Это было очень похоже. Так похоже, словно Инна забралась в Лизину голову, и, осмотревшись, в мгновение все там прочитала.
– Мы вместе не один год, милая, и будем вместе еще очень долго, – продолжала Инна, – и нет ничего плохого в том, что каждая из нас будет иногда что-то чувствовать к другим людям. Просто нужно позволить себе это, забыть о том, что это неправильно, вот и все.
– Но ведь это действительно неправильно! – Вспыхнула Лиза.
– Кто тебе сказал? Это было бы неправильно, если бы ты могла это контролировать. А ты не можешь, проверь мне. Контролировать действия можно, чувства – никогда.
Лиза притихла и задумалась. Инка была права, как всегда права – разве можно запретить себе чувствовать?

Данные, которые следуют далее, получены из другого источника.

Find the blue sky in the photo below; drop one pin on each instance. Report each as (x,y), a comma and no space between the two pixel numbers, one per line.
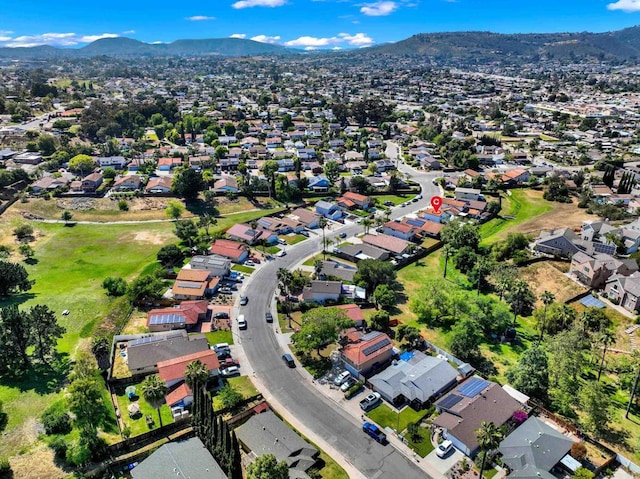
(309,24)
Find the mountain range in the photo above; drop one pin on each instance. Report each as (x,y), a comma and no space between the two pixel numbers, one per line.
(463,47)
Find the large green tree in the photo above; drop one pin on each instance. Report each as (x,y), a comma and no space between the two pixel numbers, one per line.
(13,279)
(320,327)
(267,466)
(530,375)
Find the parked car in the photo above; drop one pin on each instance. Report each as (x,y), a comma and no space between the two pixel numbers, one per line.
(348,384)
(230,371)
(288,359)
(370,401)
(444,448)
(342,377)
(375,432)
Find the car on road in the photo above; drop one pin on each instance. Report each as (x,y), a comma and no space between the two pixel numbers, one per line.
(370,401)
(375,432)
(348,384)
(444,448)
(230,371)
(342,377)
(288,359)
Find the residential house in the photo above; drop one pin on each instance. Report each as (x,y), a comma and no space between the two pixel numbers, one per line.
(357,252)
(187,458)
(217,266)
(144,354)
(352,200)
(193,284)
(235,251)
(463,410)
(308,218)
(593,270)
(92,182)
(185,315)
(328,210)
(265,433)
(172,371)
(418,380)
(368,354)
(393,245)
(322,290)
(126,183)
(168,164)
(244,233)
(400,230)
(226,184)
(159,185)
(534,449)
(625,291)
(48,183)
(117,162)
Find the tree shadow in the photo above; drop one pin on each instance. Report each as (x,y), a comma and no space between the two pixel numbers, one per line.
(41,378)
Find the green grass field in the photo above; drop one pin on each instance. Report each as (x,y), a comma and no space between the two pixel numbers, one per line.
(519,206)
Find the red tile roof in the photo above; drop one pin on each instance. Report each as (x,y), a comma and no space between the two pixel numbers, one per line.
(175,368)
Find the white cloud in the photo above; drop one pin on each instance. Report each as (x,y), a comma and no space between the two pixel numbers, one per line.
(199,18)
(258,3)
(266,39)
(53,39)
(628,6)
(358,40)
(378,9)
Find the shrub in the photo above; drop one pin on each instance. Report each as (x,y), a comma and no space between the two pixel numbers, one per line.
(56,420)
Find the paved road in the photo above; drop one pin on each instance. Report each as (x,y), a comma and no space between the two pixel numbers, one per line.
(292,390)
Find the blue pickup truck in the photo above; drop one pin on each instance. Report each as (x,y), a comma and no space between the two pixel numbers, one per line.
(375,432)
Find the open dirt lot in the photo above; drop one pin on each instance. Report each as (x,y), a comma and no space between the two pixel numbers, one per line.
(547,276)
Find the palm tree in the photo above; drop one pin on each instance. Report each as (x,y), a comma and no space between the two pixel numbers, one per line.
(489,436)
(322,223)
(606,337)
(196,374)
(366,224)
(153,391)
(547,298)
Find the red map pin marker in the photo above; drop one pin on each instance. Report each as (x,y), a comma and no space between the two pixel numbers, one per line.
(436,202)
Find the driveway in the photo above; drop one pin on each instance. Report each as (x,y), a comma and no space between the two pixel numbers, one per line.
(444,465)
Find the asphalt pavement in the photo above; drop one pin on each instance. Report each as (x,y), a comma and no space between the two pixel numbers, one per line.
(334,430)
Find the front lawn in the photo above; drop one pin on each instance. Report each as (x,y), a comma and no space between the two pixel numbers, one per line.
(221,336)
(138,424)
(385,416)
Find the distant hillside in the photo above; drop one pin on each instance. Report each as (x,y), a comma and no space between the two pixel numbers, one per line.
(127,47)
(480,47)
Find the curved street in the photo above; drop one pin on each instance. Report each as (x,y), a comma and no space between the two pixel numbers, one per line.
(294,391)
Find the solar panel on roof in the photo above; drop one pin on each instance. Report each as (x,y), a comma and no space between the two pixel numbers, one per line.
(473,387)
(376,347)
(450,401)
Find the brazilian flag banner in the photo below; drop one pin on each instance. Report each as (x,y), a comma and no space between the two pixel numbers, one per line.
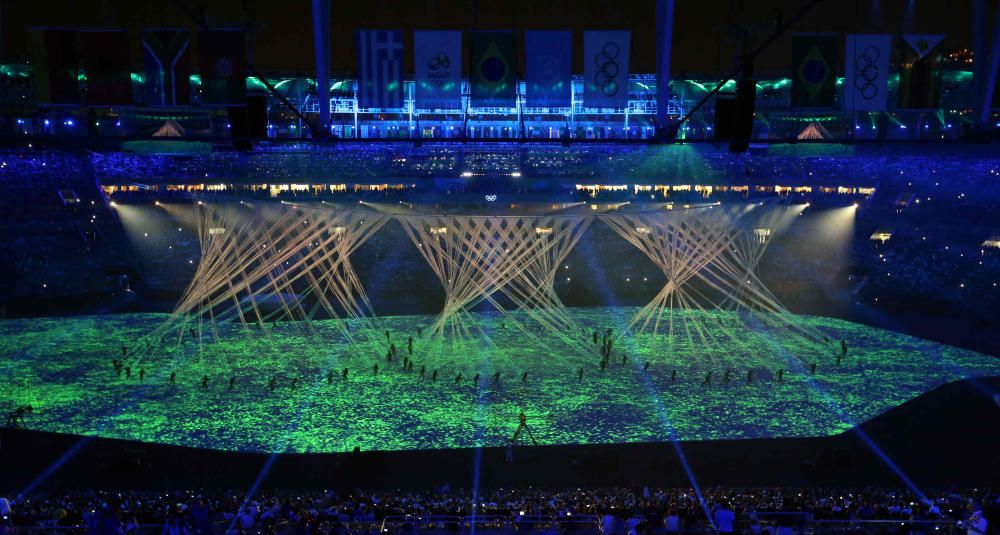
(492,70)
(814,70)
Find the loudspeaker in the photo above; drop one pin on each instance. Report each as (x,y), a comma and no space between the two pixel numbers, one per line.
(725,109)
(257,116)
(746,97)
(734,115)
(239,128)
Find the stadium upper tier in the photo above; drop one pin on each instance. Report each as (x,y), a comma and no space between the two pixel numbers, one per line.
(830,165)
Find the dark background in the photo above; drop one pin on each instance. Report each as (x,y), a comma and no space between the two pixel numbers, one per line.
(704,30)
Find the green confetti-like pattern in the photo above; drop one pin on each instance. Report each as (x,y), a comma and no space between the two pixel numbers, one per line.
(62,367)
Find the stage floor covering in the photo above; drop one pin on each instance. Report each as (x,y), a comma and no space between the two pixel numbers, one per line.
(62,367)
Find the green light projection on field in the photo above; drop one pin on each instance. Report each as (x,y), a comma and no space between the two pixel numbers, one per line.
(62,366)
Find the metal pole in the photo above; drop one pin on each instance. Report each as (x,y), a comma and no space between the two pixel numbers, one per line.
(664,40)
(321,43)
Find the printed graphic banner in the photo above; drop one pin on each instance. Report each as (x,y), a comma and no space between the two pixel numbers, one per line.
(105,58)
(222,54)
(814,70)
(920,71)
(605,69)
(437,60)
(548,68)
(866,73)
(492,69)
(57,67)
(166,60)
(380,66)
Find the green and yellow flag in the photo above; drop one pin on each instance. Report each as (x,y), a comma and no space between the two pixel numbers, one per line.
(492,72)
(814,70)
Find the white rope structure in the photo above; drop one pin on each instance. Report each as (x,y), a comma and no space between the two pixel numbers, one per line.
(291,264)
(477,256)
(282,263)
(681,244)
(719,248)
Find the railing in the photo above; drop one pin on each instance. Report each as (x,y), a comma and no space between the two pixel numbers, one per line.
(887,527)
(489,524)
(773,523)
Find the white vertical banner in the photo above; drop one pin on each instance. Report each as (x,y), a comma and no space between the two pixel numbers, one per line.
(866,72)
(380,64)
(437,60)
(605,68)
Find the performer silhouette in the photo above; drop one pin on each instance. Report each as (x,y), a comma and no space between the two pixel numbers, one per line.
(521,428)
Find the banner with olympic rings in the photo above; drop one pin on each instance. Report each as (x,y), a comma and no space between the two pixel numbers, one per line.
(605,68)
(866,72)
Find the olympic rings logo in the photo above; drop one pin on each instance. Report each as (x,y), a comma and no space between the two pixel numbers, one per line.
(608,69)
(441,61)
(866,73)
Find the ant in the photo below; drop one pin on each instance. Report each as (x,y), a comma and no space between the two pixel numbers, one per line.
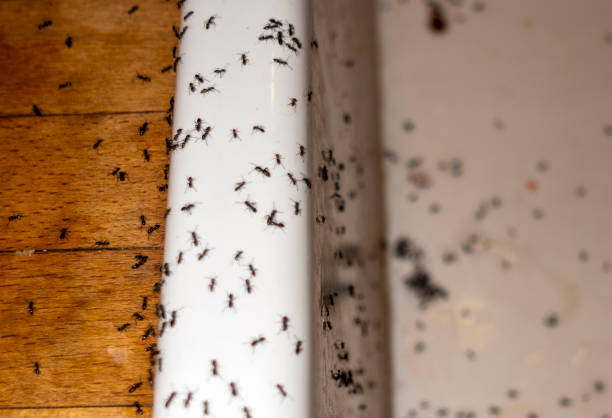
(170,398)
(210,22)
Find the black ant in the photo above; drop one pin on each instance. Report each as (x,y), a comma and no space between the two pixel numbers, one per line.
(210,22)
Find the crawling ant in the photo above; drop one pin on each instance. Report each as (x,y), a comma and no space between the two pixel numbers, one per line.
(262,170)
(210,22)
(281,389)
(244,59)
(282,62)
(233,389)
(187,208)
(239,185)
(219,71)
(170,398)
(153,229)
(251,206)
(214,368)
(292,178)
(134,387)
(203,254)
(257,341)
(187,399)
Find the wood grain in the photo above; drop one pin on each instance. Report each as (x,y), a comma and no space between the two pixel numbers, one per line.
(54,178)
(109,48)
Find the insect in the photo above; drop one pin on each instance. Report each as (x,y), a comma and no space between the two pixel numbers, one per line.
(244,59)
(262,170)
(281,389)
(150,331)
(170,398)
(143,128)
(257,341)
(45,24)
(203,254)
(206,90)
(187,208)
(153,229)
(292,178)
(239,185)
(187,399)
(251,206)
(140,260)
(296,208)
(134,387)
(210,22)
(233,389)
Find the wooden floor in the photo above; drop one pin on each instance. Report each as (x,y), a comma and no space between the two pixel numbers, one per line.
(71,232)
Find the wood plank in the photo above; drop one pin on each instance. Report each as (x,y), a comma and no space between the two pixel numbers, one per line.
(80,299)
(55,179)
(109,48)
(81,412)
(352,339)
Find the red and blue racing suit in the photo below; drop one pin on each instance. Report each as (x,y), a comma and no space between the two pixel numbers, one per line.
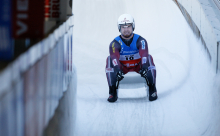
(128,57)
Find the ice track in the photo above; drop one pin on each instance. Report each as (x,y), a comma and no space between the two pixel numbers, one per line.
(188,89)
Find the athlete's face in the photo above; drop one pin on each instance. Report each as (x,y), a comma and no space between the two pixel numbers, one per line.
(126,30)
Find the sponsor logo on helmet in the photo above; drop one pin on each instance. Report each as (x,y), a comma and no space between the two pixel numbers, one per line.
(125,20)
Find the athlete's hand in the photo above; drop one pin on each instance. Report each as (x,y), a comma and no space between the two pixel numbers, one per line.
(143,73)
(120,75)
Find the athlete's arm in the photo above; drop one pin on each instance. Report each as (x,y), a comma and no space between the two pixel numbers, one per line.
(114,49)
(143,51)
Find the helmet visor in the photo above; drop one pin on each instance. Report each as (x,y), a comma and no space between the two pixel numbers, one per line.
(126,25)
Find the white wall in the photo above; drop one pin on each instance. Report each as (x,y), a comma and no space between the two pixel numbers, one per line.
(205,15)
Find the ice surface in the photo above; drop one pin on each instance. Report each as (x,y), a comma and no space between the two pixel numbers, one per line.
(188,88)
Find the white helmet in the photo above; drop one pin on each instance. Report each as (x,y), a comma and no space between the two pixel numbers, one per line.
(125,19)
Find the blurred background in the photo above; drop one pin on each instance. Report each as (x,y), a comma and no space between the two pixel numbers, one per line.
(52,60)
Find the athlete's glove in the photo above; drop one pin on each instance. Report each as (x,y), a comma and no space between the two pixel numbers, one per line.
(119,76)
(143,73)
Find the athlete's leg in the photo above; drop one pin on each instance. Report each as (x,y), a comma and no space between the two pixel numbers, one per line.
(148,65)
(111,74)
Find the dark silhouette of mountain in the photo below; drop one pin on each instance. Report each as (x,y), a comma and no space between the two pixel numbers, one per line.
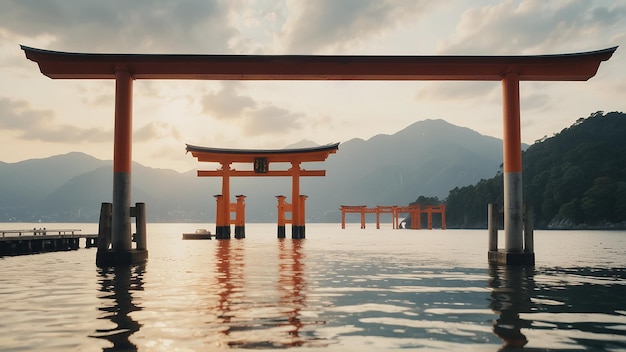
(427,158)
(575,179)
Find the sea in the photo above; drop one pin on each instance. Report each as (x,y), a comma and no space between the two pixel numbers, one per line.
(339,289)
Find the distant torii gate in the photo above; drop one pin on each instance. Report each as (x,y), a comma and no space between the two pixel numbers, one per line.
(261,160)
(395,211)
(509,70)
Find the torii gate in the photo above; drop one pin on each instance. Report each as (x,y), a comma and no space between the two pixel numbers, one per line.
(261,161)
(509,70)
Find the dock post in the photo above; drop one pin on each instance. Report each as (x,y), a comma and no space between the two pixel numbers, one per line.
(492,216)
(281,216)
(240,217)
(140,226)
(104,227)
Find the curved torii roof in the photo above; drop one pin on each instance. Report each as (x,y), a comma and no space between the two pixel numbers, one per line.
(209,154)
(561,67)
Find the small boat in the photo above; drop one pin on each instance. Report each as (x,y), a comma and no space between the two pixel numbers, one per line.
(200,234)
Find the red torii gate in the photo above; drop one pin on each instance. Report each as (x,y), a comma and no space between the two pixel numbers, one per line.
(124,68)
(395,211)
(261,161)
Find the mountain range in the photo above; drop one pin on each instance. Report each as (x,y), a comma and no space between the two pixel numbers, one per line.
(429,158)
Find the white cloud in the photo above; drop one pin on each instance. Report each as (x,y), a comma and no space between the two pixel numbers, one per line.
(271,120)
(534,27)
(325,26)
(227,103)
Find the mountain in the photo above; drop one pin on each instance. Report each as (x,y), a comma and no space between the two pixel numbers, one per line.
(427,158)
(575,179)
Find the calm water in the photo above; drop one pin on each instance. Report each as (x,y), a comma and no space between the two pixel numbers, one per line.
(338,290)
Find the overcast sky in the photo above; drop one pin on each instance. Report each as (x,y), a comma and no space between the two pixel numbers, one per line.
(40,117)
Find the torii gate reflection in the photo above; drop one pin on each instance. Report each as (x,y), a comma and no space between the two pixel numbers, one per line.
(510,70)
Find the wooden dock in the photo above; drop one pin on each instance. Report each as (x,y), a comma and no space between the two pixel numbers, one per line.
(30,241)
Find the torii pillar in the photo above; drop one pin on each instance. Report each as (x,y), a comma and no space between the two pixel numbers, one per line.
(121,251)
(510,70)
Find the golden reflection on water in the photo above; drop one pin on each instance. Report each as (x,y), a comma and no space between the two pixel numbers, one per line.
(279,294)
(117,284)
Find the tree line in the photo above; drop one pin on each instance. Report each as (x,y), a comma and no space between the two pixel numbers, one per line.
(574,179)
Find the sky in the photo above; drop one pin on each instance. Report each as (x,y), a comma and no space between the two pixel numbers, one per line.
(41,117)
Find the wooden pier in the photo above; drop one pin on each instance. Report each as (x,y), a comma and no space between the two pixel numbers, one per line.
(30,241)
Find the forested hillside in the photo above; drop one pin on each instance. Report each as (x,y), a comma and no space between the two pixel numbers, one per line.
(574,179)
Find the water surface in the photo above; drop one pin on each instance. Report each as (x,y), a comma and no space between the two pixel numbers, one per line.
(337,290)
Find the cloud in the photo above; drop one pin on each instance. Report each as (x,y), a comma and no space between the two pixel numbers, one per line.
(271,120)
(533,27)
(448,91)
(327,25)
(40,125)
(227,103)
(156,130)
(194,26)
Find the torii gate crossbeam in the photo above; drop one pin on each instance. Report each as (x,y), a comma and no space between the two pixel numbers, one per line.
(510,70)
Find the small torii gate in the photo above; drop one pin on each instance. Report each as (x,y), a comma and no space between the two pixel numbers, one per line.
(395,211)
(125,68)
(261,160)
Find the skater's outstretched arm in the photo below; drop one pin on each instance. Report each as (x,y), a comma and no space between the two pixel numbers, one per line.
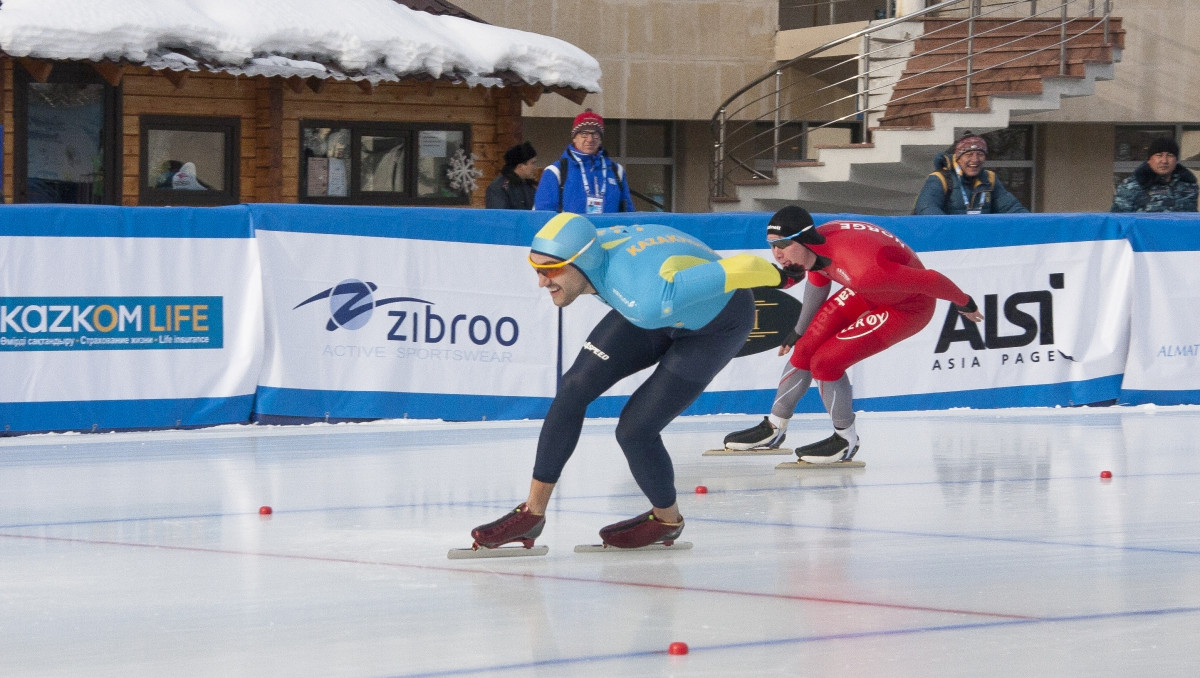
(814,297)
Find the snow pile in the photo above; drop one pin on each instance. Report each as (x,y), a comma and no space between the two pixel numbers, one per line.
(375,40)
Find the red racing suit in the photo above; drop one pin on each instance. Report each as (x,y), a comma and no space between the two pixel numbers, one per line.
(887,297)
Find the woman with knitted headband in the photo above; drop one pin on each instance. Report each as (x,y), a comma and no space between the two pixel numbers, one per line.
(585,179)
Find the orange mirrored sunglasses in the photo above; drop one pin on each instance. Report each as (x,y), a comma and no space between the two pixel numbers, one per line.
(556,269)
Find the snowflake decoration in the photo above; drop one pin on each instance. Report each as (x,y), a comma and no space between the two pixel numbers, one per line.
(462,173)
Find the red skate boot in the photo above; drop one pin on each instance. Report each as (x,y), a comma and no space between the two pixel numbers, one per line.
(519,525)
(640,532)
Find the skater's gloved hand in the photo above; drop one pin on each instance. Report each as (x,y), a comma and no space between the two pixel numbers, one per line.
(789,342)
(970,310)
(790,276)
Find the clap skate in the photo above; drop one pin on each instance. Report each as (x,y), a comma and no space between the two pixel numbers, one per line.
(642,533)
(832,453)
(759,439)
(517,525)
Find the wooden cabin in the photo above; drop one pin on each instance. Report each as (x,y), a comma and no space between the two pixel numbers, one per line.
(125,133)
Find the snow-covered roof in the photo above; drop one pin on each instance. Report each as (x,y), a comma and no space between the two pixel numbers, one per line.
(359,40)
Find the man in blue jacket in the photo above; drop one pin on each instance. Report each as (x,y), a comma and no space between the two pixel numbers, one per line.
(676,304)
(961,186)
(585,180)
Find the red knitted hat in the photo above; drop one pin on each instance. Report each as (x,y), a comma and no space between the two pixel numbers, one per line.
(587,120)
(970,143)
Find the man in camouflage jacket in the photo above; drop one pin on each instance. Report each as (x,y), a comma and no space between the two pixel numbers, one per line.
(1158,185)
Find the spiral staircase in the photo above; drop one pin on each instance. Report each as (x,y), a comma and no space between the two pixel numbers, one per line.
(913,87)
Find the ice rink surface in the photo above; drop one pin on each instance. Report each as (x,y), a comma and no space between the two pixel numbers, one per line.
(975,543)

И так ли уж плохи эти чувства, если за ними ничего не следует?
– Почему ты не бросила меня? – Задала она еще один вопрос. – Я же передала, и вела себя как последняя сволочь.
– Потому что я очень тебя люблю, – тихо ответила Инна и поцеловала Лизу в висок, – и я умею прощать. Только и всего.
Когда вернулся Леша, они так и сидели рядом – обнявшись, тесно прижавшись друг к другу и замирая от счастья.
И посмотрев на это, он спрятал за спину палку колбасы, и молча ушел обратно в дом.